How can we raise capital? Raising taxes on super riches, Introducing wealth tax and sort of inheritance tax may not work. They are regressive tax measure and higher tax measures more than a certain point have not worked in any country. The rates won’t be accepted and will lead to tax aversion and moreover India will become non-competitive when other countries were trying to give a competitive tax structure. There is a potential to raise tax on foreign tech companies, E-commerce, and digital domain, which run their businesses in India. This digital tax can be levied on companies that have been leveraging on data to push for products and services in India. Companies like Google, Facebook, and Netflix currently pay meager tax of 6%. By doing this we are not making India non-competitive for foreign investments for the simple reason that if a foreign company wants to set up an Indian subsidiary, their tax rate will be as low as 15% if they enter into manufacturing. Thus fresh investment on Indian subsidiary or joint venture won’t be affected. Like NSC certificates Government can introduce COVID bonds to raise money like our national savings certificates.

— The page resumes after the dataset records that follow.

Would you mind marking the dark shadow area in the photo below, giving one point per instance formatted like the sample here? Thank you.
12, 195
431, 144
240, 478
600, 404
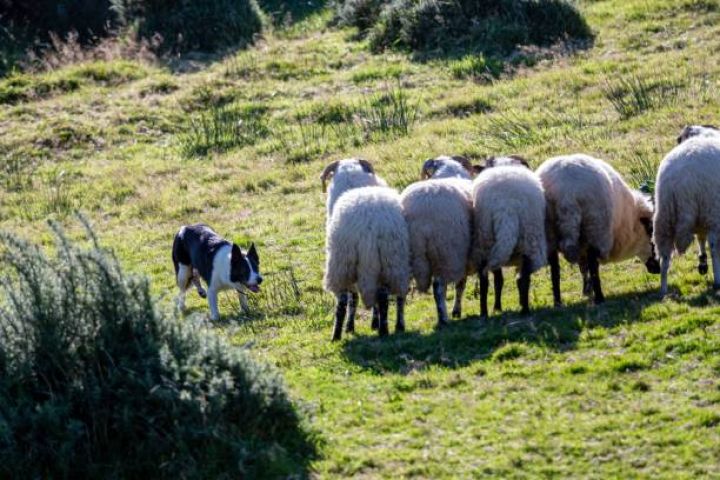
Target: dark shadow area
471, 339
511, 31
285, 13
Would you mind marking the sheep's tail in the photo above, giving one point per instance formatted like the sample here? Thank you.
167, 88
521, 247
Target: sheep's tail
568, 216
673, 227
507, 232
383, 261
420, 262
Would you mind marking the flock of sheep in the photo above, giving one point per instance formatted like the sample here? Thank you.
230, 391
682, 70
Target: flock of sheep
462, 219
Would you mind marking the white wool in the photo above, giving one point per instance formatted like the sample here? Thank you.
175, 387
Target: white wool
509, 218
367, 244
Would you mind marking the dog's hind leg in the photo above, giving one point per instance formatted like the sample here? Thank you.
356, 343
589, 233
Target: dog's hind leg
184, 277
243, 302
198, 286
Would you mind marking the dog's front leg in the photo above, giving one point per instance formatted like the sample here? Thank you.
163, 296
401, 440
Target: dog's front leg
198, 286
243, 302
212, 301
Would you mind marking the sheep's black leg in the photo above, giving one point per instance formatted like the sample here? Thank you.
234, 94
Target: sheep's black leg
498, 282
400, 322
382, 305
439, 294
484, 286
585, 274
352, 309
713, 239
459, 292
554, 260
340, 310
702, 255
523, 283
594, 271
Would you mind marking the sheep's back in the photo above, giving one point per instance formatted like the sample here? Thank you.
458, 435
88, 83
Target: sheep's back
367, 244
579, 194
439, 215
687, 193
509, 217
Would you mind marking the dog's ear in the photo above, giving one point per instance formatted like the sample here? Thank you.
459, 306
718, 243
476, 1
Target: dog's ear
252, 254
236, 254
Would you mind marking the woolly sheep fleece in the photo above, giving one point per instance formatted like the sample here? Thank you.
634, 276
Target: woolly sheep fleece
588, 199
367, 244
687, 194
509, 206
439, 215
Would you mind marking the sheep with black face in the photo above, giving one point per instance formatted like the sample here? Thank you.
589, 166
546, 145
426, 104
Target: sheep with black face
367, 244
593, 217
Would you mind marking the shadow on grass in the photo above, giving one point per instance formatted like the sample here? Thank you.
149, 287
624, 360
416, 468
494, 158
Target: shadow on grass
471, 339
284, 13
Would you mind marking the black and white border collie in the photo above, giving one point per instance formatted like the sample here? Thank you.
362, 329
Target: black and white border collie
199, 251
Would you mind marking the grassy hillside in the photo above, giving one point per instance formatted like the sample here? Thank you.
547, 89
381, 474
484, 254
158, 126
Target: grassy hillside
628, 389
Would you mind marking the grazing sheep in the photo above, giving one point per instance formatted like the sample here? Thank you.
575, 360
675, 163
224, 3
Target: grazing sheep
593, 217
509, 224
687, 204
438, 212
367, 244
698, 131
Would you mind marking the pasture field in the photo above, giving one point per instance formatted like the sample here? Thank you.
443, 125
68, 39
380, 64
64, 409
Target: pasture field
629, 389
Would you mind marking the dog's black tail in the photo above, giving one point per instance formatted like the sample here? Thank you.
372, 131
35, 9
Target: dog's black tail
180, 255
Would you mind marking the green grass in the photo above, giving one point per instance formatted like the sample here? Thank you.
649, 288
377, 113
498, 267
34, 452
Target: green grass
628, 389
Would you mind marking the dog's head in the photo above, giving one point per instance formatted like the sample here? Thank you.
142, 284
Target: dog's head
245, 268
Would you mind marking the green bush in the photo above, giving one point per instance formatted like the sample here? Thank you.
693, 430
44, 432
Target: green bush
187, 25
491, 26
96, 382
87, 17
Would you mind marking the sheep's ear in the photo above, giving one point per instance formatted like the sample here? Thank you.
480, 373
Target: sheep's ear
520, 159
684, 134
428, 170
366, 165
463, 161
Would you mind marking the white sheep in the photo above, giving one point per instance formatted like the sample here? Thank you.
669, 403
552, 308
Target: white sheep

This certificate offers 8% of annual interest. At this moment where the interest rates are reducing, these low-risk bonds with 8% interest can attract more investors and which can help us to raise further capital. There is also a large scope for the government to save money from the existing budget of 26.99lakh of crores. This is a time for the government to stop all the leakages in the cash flow and should seriously look into saving measures. And then even a 10-15% savings can rise around 2.7lakhs to 4 lakh of cores into the system. The government should also consider raising capital from western markets where the interest rates are almost zero. The government should also consider increasing its fiscal deficit by at least 2 % of the GDP which can raise around 6 lakh crores. It’s time for the government to leverage itself to come up with a stimulus package. And finally, to get money into the Indian economy we need to make our economy attractive and competitive. It’s a time to attract foreign investors who are moving from china to other countries. If they come to India, they will bring jobs, Technology, foreign trade, and business this should be the solution for the long run.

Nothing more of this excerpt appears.